Dini e Ciampi ebbero il sostegno, diretto o indiretto, di maggioranze di centro-sinistra.

Infine il governo Monti, che durò un anno  mezzo tra il  2011  e il 2013,  introdusse una serie di misure di liberalizzazione del mercato del lavoro alle quali affiancò un durissimo  giro di vite fiscale e sulle pensioni, varando infine due leggi  finanziarie pesantissime per i cittadini.  Però rispetto ai governi Ciampi e Dini, quello Monti fu meno dirigista.  Anch’esso ebbe il sostegno di una larga maggioranza di centro-sinistra, inclusi i centristi di Forza Italia.

Se questi sono i precedenti, cosa aspettarsi da Draghi?  Qualcosa di diverso da un  dirigismo, più o  meno manifesto, e da giri di vite, come scrivevamo ieri, in chiave di monetarismo di  sinistra?
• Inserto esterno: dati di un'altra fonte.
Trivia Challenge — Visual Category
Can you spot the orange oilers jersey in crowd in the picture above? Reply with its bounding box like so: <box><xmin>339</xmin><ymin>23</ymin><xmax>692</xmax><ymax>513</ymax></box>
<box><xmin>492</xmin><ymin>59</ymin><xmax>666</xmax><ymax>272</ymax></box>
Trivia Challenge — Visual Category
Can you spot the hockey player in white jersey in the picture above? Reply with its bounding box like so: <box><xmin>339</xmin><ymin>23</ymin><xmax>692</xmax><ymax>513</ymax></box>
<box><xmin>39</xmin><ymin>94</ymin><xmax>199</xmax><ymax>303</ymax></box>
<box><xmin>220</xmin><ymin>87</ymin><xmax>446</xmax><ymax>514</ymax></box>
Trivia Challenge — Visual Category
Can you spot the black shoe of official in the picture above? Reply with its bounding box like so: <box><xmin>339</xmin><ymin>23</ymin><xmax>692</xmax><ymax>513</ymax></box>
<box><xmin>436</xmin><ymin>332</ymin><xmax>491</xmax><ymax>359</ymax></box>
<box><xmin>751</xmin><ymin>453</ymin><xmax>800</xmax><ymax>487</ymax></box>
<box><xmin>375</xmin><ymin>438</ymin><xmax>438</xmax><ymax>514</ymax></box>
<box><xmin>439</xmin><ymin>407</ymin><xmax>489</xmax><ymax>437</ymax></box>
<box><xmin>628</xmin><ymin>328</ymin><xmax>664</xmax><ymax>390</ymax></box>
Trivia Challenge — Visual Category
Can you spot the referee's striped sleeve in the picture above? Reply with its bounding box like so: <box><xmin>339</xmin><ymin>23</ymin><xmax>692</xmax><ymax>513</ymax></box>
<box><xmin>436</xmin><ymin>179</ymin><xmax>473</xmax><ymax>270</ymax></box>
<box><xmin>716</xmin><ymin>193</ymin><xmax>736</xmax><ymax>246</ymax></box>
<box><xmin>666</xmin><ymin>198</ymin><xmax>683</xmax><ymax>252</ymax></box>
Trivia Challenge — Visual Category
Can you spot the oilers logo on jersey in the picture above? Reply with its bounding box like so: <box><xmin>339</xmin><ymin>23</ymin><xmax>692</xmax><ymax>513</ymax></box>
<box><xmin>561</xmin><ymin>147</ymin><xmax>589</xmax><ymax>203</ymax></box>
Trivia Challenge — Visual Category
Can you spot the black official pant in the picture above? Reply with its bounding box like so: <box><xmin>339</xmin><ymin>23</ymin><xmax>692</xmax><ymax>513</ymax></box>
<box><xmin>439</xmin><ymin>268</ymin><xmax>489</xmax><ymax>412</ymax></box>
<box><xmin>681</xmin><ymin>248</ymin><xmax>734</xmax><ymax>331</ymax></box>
Oggi sul “Giornale” Nicola Porro insiste (perfidamente?) sulle posizioni di Draghi  a favore  dei programmi di privatizzazione  dei primi anni Novanta, invitandolo (o sfidandolo?) a ripercorrere quella strada…

Cosa distingue un tecnico da un  politico?  Che il tecnico fiuta l’aria e si adegua. Sostanzialmente è un esecutore dello spirito dei tempi. Tradotto: delle idee che al momento prevalgono nella pubblica opinione. Per contro, il politico, soprattutto se di razza, cerca di imporre le proprie idee, anche  a rischio di entrare in conflitto con lo spirito dei tempi. E qui si pensi all’epico e solitario  duello di Margaret Thatcher con i minatori inglesi.

Ciampi, Dini e Monti fecero invece  ciò che loro chiedevano i vari gruppi di pressione italiani e non:  pace sindacale, riforma delle pensioni, corposi tagli di bilancio. 

Il che  spiega l’atteggiamento da “privatizzatore” di Draghi quando era Direttore generale del Tesoro (1991-2001). Perché sulle privatizzazioni –  ecco lo spirito dei tempi –  era d’accordo perfino la sinistra.  Si pensi infatti  alle campagne d’opinione di “Repubblica”, ma anche alle posizioni favorevoli di  Occhetto e D’Alema.

Pertanto, Draghi, semplificando, ora è keynesiano come prima era thatcheriano.